Text: Sissi Kaiserlos/Kaipurgay
Foto: Shutterstock, Depositphotos, IStock KI Bildgenerator
Coverdesign: Lars Rogmann
Korrektur: Aschure, dankeschön!
Kontakt: https://www.sissikaipurgay.de/
Sissi Kaiserlos/Kaipurgay
c/o Autorenservice Karin Rogmann
Kohlmeisenstieg 19
22399 Hamburg
Cox Sterling kehrte nach einem Jahr, in dem er woanders gearbeitet hatte, auf die Northfolk-Ranch zurück. Mittlerweile war sein Herz ein zweites Mal gebrochen. Ob es je wieder heilen würde, stand in den Sternen.
Von einer der anderen Terrassen schallte Lachen herüber, aus einem der offenstehenden Fenster erklang leise Musik. Cox lümmelte in einem Liegestuhl, eine Zeitschrift auf dem Schoß und ein Bier in der Hand. Es tat gut, wieder in gewohnten Gefilden zu sein. Er mochte die seidige Luft am Abend, herrlichen Sonnenuntergänge und entspannte Stimmung auf der Northfolk-Ranch.
Normalerweise schloss er sich gern den anderen Jungs an, wenn die auf einem der Freisitze zusammen herumlungerten, doch momentan war ihm nicht danach. Wie sagte seine Mutter immer so schön? Den Teufel mit dem Beelzebub austreiben. Genauso war es ihm ergangen, als er vor einem Jahr wegen Liebeskummer die Ranch verließ und bei einer Viehzucht in Illinois anheuerte. Dort traf er Kurt, der ihn mit Versprechungen und gutem Sex einlullte, bis er erneut sein Herz verlor. Das Ganze währte kaum sechs Monate, da bot man seinem Lover eine attraktive Stelle in Texas an. Kurt zögerte keinen Moment und hatte ihn fallenlassen wie eine heiße Kartoffel.
Tja. Wie gewonnen, so zerronnen. Nun saß er da, schon wieder mit gebrochenem Herzen.

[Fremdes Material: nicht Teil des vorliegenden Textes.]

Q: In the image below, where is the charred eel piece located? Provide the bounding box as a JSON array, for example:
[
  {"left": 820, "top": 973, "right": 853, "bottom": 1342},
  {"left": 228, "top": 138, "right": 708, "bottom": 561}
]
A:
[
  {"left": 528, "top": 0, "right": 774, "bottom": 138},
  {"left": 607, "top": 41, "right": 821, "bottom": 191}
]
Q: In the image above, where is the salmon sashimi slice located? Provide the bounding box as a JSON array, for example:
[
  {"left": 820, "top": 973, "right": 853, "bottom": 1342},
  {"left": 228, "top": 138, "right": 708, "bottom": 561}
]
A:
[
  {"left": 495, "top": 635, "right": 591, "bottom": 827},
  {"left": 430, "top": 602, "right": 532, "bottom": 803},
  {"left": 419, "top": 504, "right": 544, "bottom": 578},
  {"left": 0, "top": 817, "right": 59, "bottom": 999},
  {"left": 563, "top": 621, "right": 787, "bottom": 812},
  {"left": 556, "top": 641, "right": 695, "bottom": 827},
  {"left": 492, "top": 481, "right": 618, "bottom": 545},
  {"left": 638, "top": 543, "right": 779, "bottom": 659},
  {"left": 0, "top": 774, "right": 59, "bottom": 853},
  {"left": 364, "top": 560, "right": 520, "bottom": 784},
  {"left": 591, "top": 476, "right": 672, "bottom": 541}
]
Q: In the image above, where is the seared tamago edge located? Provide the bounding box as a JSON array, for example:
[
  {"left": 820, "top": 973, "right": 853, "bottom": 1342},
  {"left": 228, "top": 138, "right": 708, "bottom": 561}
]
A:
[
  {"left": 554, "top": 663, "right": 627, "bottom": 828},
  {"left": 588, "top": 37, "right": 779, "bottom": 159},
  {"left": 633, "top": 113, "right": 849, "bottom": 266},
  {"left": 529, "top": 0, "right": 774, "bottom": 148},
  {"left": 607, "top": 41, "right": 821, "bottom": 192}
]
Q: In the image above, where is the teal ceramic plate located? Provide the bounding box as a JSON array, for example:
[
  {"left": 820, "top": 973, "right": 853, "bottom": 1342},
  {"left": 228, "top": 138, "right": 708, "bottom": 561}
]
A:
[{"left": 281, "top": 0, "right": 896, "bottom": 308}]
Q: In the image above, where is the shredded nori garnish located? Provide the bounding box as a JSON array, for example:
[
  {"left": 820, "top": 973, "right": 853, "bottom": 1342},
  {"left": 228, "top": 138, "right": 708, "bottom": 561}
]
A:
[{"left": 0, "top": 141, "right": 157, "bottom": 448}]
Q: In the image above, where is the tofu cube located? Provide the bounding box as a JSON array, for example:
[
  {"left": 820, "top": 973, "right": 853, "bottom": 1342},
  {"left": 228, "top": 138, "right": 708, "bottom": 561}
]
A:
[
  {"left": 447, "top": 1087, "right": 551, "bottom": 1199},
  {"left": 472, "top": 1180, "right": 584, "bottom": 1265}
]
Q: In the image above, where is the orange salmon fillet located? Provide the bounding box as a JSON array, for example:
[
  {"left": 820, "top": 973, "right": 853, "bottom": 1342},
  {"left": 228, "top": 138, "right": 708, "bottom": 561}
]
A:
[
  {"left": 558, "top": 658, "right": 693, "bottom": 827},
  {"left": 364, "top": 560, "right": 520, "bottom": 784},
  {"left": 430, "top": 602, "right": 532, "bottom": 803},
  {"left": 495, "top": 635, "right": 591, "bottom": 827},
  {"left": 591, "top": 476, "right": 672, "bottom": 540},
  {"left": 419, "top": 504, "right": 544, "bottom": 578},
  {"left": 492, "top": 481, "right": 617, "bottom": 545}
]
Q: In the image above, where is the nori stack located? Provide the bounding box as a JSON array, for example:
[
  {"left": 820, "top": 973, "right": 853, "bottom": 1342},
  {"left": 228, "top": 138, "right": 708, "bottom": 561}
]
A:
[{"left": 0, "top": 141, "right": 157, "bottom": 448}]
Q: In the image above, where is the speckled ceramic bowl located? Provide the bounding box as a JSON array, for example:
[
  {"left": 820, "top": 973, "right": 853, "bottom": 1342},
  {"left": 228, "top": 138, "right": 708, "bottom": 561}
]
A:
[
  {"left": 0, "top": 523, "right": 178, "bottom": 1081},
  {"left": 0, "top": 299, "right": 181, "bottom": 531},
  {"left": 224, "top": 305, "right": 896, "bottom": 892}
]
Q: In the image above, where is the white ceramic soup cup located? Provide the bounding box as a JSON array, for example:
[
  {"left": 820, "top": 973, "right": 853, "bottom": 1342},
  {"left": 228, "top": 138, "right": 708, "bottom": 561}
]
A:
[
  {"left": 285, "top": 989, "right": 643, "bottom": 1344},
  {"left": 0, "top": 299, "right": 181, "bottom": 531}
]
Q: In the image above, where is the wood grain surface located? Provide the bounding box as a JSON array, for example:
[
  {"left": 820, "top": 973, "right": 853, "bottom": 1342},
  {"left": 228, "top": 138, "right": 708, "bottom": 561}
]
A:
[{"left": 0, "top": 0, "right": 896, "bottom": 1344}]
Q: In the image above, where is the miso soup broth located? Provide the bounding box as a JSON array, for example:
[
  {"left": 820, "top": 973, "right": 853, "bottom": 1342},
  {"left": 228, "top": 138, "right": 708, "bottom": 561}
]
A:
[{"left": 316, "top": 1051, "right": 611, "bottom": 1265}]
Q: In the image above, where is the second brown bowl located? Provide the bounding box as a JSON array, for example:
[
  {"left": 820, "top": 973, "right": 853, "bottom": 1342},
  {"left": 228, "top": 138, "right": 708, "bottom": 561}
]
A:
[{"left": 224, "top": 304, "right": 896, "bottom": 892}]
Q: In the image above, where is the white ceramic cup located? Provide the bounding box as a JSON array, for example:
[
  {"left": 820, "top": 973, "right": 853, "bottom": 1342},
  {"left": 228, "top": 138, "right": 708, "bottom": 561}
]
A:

Einziger Vorteil: Seine Gefühle für Matt, den Besitzer der Northfolk-Ranch, waren verpufft. Cox wünschte allerdings, das wäre auf anderem Weg geschehen.
Was ihn noch auf die Ranch zurückgezogen hatte: Cranberry, sein Wallach. Das Pferd gehörte nicht ihm, sondern war nur eine Leihgabe, aber sie kannten sich schon viele Jahre. Irgendwann, wenn er den elterlichen Betrieb übernahm, wollte er Cranberry bei Matt auslösen. Noch hatte er keine Ahnung, wann das sein würde. Er scheute davor zurück, in die – wie er es nannte – Einöde in der Nähe Monroes in Michigan umzusiedeln. Dort gab es nur Felder und alte Leute in der Nachbarschaft.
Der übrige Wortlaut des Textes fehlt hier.